Desde el año en que nací, aya por 1970, mi padre el Anchoa, montó y trabajó durante la feria en la caseta de la fábrica de cementos. Los moroneros más jóvenes no recordarán esta caseta, pero los de mi quinta seguro que sí, así como los más mayores, pues vio muchas ferias de forma ininterrumpida, exactamente hasta 1991, año en que mi padre, cansado ya de tanto trajín feriante, decidió que era hora de pasar página tras 21 años cortando jamón en platos de plástico.
De mi infancia tengo guardo en la memoria, la emoción que provocaba en mi la cercanía de la Feria. Ya desde semanas antes, el Anchoa junto con otros compañeros de la fábrica, comenzaban el trasiego de montar, buscar proveedores y organizar todo lo necesario para tal evento.
Para el montaje, primero clavar los tubos del armazón que más tarde cubrirían con toldos y así tener un lugar cerrado donde colocar mostradores de Cruzcampo, neveras, cocina, mesas y sillas de madera, todo ello sobre una buena capa de albero de Alcalá, qué luego proporcionaría esa polvareda tan típica de nuestras ferias de antes.
En pleno corazón de la Alameda, junto a la barriada de La Paz y al ladito del Circulo Mercantil, poco apoco iban tomando forma las dos casetas más grandes y concurridas de aquellos días de los 70 y 80, la de CEMENTOS DEL ATLANTICO y la de ANGEL CAMACHO. Por aquellos días no había muchas más casetas, sobre todo que fueran de entrada libre, así que medio Morón se concentraba allí para comer, beber, hablar y reir mucho.
Eran aquellas ferias muy diferentes a las de ahora, no sé si mejores o peores, pero muy diferentes.
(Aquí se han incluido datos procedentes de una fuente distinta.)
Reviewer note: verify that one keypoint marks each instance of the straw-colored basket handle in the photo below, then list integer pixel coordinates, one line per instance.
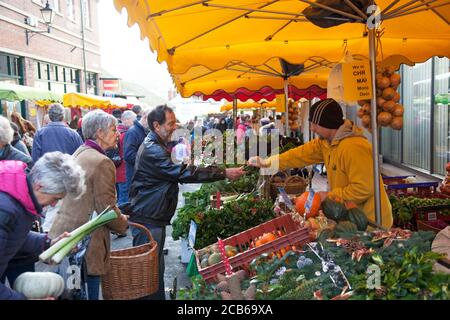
(143, 228)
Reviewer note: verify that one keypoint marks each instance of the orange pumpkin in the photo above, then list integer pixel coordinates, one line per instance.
(315, 206)
(267, 237)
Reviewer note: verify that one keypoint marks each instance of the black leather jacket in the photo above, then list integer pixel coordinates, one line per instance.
(154, 187)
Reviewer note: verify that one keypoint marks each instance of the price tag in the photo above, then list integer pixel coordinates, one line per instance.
(308, 203)
(192, 234)
(286, 199)
(432, 216)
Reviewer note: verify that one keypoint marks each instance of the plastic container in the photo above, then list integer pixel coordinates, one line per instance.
(420, 189)
(294, 235)
(389, 180)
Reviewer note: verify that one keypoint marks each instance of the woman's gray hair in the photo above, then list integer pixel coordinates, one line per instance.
(57, 173)
(6, 132)
(56, 112)
(94, 120)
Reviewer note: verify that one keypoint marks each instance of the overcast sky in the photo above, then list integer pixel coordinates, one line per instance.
(125, 55)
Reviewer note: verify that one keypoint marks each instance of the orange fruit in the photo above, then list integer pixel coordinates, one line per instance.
(315, 206)
(267, 237)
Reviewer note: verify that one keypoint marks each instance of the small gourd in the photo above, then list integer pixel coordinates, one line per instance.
(334, 210)
(39, 285)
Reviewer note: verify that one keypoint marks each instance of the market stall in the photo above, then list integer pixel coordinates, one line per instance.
(394, 28)
(274, 251)
(17, 93)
Eran ferias de mucho día y menos noche, de ración de queso, gambas y bolsita de aceitunas, de botellín y Mirinda, del tío de las alcatufas y los coquitos, de foto de flamenco en el caballo de cartón y mucho paseo Alameda arriba y abajo. Ferias del látigo, la barca y el guaitoma, de circo Ruso y el teatro Chino de Manolita Chen. Las ferias de pistolas de mistos y maquinita de “jierro”, última vuelta en los cochecitos y tarde de domingo en casa, que ya se había “acabao” la feria.
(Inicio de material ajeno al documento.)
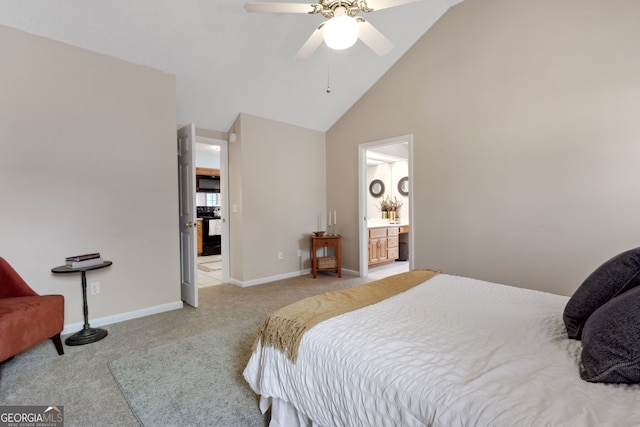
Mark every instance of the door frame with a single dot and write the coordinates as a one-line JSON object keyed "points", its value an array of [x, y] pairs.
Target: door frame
{"points": [[363, 191], [224, 199], [185, 150]]}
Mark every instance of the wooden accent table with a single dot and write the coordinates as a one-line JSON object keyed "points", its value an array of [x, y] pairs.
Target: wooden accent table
{"points": [[324, 263], [87, 334]]}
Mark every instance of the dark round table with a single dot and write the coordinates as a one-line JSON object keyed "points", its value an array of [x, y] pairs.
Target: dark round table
{"points": [[87, 334]]}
Con especial cariño recuerdo aquellos momentos en los que mi hermana y yo, cogidos de la mano de mi madre, pasábamos por la caseta para saludar a mi padre y que nos viera vestidos de flamencos, antes de ir a los cacharritos y a dar una vuelta. También me gustaba que mi madre me mandara a la caseta a media tarde, con un termo de “cardo der pushero” para que Anchoa tomara algo calentito y poder aguantar así el tirón. Entonces, yo me sentaba con él y los otros compañeros en una mesa plegable mientras reponían fuerzas, todos con las piernas doloridas y las caras cansadas pero alegres. Hablaban de cómo iba la feria o reían por alguna anécdota ocurrida. Yo los miraba y pensaba que cuando fuera mayor, también quería pasar mis ferias en la caseta y así fue durante unos años, hasta que ya no hubo más caseta de la fábrica. Allí en aquellos ratos de descanso estaban el Anchoa, el Litri, Berenjeno, Franconeti, Ramos, el Plata, mi “cuñao” y tantos otros que pasaron por aquellas barras de chapa y calores bajo los toldos. Eran otras ferias.